In fairness, some universities have in the past more defensibly limited their Hispanic preferences to members of groups that have faced historical discrimination in the U.S. and that have underperformed economically and educationally. The district court in Grutter, for example, found that the University of Michigan Law School limited its preferences to Mexican Americans and mainland Puerto Ricans. That raises issues of its own (including the fact that it still could have included Romney’s family), but at least its coherent. The irony is that the upshot of the Grutter litigation seems to be that universities are on much firmer legal ground if they give preferences to all Hispanics, including Hispanics from countries like Spain, Chile and Argentina with primarily European populations and cultures, than if they pick and choose among them. The latter option would raise the possibility that the university is acting from social justice motives banned by the Supreme Court, rather than seeking “diversity” among broad, arbitrary census categories as approved by the Supreme Court.
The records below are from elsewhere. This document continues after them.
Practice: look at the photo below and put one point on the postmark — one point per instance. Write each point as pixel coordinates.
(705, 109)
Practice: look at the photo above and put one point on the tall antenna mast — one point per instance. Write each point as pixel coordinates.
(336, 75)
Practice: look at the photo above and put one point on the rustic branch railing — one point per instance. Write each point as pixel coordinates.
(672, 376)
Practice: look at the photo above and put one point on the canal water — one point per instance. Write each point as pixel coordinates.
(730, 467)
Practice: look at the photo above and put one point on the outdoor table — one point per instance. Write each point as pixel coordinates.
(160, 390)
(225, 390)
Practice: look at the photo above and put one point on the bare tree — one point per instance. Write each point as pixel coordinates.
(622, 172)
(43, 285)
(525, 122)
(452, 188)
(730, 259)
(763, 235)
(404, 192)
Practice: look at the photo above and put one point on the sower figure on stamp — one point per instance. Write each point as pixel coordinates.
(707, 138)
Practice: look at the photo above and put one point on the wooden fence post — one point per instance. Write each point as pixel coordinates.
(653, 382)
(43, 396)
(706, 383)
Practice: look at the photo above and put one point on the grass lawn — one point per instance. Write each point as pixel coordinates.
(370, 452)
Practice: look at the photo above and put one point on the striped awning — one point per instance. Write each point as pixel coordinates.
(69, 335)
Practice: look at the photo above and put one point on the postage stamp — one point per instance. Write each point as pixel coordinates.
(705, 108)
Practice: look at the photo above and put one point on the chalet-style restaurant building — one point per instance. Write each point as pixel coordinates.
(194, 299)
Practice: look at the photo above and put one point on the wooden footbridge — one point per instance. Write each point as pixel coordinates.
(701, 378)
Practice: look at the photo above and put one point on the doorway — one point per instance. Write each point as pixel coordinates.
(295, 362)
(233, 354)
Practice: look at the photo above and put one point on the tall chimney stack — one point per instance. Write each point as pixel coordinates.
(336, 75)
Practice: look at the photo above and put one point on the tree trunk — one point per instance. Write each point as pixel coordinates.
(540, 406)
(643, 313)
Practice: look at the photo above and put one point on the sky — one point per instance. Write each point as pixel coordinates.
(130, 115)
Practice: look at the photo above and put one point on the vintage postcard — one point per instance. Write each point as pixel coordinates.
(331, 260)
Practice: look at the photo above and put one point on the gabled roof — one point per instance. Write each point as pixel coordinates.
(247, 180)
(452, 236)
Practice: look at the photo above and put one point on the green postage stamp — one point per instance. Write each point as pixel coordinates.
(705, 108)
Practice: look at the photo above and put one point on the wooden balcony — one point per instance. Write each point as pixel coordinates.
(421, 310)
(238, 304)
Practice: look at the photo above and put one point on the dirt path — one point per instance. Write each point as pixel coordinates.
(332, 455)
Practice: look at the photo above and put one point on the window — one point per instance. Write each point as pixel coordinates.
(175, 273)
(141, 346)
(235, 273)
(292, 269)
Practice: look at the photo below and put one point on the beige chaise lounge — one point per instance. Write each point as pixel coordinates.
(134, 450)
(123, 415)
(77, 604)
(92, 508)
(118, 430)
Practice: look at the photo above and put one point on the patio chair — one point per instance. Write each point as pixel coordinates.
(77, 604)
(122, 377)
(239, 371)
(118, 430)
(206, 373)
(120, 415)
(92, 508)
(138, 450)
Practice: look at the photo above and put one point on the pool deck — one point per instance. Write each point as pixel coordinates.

After writing the Scotusblog piece, I wondered what would happen if instead of having a standard white plaintiff challenge affirmative action action preferences for minorities, as in Grutter and Fisher, a group of plaintiffs who could claim to add at least as much “diversity” as many Hispanics sued claiming that denying them preferences, while granting preferences to, say, the children of a physician from Spain or the grandchildren of Italian immigrants to Argentina, is entirely arbitrary and thus violates even minimal equal protection requirements. Examples of some potential plaintiffs could be members of Minnesota’s impoverished Hmong community, dark-skinned Yeminites, the children of Mongolian former yurt-dwellers, Yiddish-speakikng Hasidic Jews from impoverished and insular communities, and so on. Such a case would, at least, force both state universities and the Supreme Court to explain exactly what they mean by diversity, and why having an ancestor who happened to speak one particular romance language qualifies one as a diversity candidate.